O Sindicato dos Trabalhadores em Educação Básica da Rede Oficial do Estado de Sergipe (Sintese) anunciou nesta segunda-feira, 3, que irá buscar todos os candidatos ao Governo de Sergipe para que assinem uma carta compromisso em “defesa da valorização do magistério estadual e da retomada do plano de carreira da categoria”.
Segundo a entidade, a iniciativa se deve a documento encaminhado pelo governador Fábio Mitidieri ao Supremo Tribunal Federal (STF), no qual solicita a prorrogação do prazo para cumprir a decisão que determina o restabelecimento da carreira do magistério da rede estadual.
Em contrapartida, o Governo aponta que, caso prevaleça a tese de aplicação imediata da decisão defendida pelo Sintese, poderá haver impacto relevante nas contas públicas.
De acordo com o Sintese, o governador afirma, na petição apresentada ao STF, ter receio de cumprir imediatamente a decisão judicial em razão do calendário eleitoral. De acordo com o documento, adversários políticos poderiam utilizar o cumprimento da decisão como fundamento para pedir a impugnação de sua candidatura ou até mesmo de seu diploma eleitoral, caso seja eleito.
Por isso, o documento proposto pelo sindicato prevê que os candidatos assumam publicamente o compromisso de respeitar a decisão do STF, defender a retomada da carreira do magistério e não questionar judicialmente o cumprimento da sentença com fundamento no art. 73, inciso VIII, da Lei nº 9.504/1997 (Lei das Eleições).
A Carta Compromisso afirma:
“Eu, _______, CPF _____, candidato(a) ao Governo de Sergipe para o mandato 2027-2030 pelo Partido _____, comprometo-me a não acionar judicialmente o atual governador, Fábio Mitidieri (PSD), com base no art. 73, VIII, da Lei nº 9.504/1997, buscando impugnar o registro de sua candidatura ou eventual diploma eleitoral caso cumpra a decisão do Supremo Tribunal Federal (STF) que determina a imediata retomada da carreira do magistério estadual.”

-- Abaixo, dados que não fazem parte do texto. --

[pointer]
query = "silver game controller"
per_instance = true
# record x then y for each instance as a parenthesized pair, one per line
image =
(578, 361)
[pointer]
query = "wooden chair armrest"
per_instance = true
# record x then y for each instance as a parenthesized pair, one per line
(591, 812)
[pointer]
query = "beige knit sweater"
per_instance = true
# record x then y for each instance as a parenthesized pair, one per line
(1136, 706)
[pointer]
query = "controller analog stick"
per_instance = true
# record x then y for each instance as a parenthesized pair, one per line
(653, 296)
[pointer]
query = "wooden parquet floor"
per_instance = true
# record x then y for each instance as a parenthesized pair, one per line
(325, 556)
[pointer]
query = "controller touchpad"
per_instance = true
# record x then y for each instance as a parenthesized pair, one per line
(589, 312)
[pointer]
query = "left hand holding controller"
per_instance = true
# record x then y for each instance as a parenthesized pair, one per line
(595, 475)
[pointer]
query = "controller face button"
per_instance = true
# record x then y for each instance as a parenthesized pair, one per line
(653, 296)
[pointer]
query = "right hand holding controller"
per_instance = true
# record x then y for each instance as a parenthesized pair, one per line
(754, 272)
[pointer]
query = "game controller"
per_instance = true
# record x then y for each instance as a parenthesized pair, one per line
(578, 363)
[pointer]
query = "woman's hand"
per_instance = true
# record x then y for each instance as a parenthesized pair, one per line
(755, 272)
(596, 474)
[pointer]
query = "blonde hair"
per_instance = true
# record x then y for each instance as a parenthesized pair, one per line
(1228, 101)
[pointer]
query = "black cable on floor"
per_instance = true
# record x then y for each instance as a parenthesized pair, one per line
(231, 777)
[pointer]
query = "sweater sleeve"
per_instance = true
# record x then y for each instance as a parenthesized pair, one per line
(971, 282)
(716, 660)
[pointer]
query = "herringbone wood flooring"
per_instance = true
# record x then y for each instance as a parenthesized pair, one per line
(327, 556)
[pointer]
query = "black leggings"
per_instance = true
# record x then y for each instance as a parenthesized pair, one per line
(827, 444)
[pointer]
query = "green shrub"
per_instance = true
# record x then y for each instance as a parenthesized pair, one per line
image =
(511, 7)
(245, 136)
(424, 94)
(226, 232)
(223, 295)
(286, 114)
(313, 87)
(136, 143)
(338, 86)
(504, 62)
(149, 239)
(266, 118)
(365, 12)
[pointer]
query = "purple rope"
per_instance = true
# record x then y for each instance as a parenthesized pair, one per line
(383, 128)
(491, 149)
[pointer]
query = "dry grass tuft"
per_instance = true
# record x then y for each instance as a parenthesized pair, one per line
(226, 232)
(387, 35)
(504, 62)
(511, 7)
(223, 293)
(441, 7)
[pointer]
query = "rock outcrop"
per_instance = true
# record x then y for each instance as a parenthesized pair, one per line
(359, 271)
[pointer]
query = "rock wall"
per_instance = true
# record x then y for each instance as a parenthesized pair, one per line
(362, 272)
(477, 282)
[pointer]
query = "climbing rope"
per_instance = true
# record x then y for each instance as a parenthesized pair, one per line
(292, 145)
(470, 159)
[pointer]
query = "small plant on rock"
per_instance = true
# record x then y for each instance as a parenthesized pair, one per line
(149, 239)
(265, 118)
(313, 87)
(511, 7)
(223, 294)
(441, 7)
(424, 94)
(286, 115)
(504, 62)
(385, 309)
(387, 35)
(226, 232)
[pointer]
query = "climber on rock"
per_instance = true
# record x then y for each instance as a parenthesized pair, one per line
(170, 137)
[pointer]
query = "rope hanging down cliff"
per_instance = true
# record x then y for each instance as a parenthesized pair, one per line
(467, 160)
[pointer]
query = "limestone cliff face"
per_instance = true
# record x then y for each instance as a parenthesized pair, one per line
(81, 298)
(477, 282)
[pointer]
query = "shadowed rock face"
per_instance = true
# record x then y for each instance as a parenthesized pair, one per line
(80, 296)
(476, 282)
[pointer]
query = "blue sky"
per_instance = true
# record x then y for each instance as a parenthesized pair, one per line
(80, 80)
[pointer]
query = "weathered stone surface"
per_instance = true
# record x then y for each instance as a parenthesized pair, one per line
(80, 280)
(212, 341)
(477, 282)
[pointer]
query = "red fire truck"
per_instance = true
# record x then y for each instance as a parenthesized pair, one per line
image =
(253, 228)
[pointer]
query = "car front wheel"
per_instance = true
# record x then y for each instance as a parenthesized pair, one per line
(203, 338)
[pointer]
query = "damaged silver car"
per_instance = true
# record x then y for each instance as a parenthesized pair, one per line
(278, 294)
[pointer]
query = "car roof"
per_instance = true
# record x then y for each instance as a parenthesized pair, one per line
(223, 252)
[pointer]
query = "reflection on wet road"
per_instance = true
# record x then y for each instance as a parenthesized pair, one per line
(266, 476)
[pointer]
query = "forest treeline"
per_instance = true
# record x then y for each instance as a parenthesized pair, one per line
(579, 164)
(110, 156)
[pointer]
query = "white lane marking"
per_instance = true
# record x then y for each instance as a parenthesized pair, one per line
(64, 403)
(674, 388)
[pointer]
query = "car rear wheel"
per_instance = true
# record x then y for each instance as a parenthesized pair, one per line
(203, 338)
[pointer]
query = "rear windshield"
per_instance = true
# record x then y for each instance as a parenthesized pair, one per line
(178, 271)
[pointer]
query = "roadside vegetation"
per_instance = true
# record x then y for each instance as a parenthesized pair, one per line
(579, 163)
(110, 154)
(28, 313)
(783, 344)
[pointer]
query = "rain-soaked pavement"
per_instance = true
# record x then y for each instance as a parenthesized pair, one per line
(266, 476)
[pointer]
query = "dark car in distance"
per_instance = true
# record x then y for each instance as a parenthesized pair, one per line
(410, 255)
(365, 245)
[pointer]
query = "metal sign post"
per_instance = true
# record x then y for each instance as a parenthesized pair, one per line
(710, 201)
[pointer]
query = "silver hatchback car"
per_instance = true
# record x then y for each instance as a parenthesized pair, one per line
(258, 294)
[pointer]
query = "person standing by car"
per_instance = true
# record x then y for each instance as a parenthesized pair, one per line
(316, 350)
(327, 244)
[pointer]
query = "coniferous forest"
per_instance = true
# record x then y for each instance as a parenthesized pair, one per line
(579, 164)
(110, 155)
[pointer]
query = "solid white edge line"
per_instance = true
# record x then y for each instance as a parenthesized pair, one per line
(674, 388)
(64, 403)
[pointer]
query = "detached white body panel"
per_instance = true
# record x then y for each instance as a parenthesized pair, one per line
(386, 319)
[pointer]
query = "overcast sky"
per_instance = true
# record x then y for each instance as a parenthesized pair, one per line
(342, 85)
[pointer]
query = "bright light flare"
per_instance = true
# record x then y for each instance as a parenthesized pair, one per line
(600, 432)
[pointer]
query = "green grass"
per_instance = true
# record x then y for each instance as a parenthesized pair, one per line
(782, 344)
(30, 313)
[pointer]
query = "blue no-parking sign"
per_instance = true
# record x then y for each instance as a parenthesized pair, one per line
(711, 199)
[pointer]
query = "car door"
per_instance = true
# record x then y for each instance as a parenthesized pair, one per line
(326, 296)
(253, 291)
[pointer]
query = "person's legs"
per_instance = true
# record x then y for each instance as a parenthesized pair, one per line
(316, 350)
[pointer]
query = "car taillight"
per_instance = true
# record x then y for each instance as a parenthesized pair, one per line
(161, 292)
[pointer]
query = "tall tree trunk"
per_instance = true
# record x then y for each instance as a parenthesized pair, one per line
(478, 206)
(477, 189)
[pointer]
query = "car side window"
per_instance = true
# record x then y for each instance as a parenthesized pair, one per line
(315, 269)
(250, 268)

Conforme o Sintese, a decisão do STF foi proferida em outubro de 2025 e reconheceu a inconstitucionalidade da Lei Estadual nº 213/2011. Com esse entendimento, a carreira do magistério voltaria a ser regida pela Lei Estadual nº 163/2009, restabelecendo o escalonamento previsto nessa legislação.
No entanto, segundo a entidade sindical, o Estado permanece há quase um ano sem cumprir a decisão definitiva da Suprema Corte.
O sindicato aponta que, no encaminhado ao STF, o governador sustenta que a Lei nº 9.504/1997 impediria a implementação da decisão por vedar, em ano eleitoral, a revisão geral da remuneração dos servidores públicos acima da recomposição inflacionária.
“Entretanto, esse argumento não se aplica ao caso. A retomada da carreira do magistério não configura revisão geral de remuneração, nem criação de um novo benefício. Trata-se apenas do cumprimento de uma decisão judicial que restabeleceu a vigência da Lei Estadual nº 163/2009 após a declaração de inconstitucionalidade da Lei nº 213/2011”, diz o Sintese.
Em nota, o Governo de Sergipe indicou que cerca de 50% das receitas estaduais decorrem de transferências federais, realidade comum à maioria dos estados brasileiros e que exige planejamento fiscal permanente diante de fatores externos que podem afetar a arrecadação e as despesas públicas.
“Preservar esse equilíbrio exige cautela em relação a medidas que possam ampliar despesas obrigatórias sem a correspondente previsão de impacto e sustentabilidade”, diz o comunicado.
Ainda segundo o governo, a aplicação imediata da decisão pode ter “reflexos no planejamento orçamentário, na capacidade de investimento e no atendimento das demandas de todas as categorias de servidores, razão pela qual o Estado defende uma implementação gradual de eventual decisão”.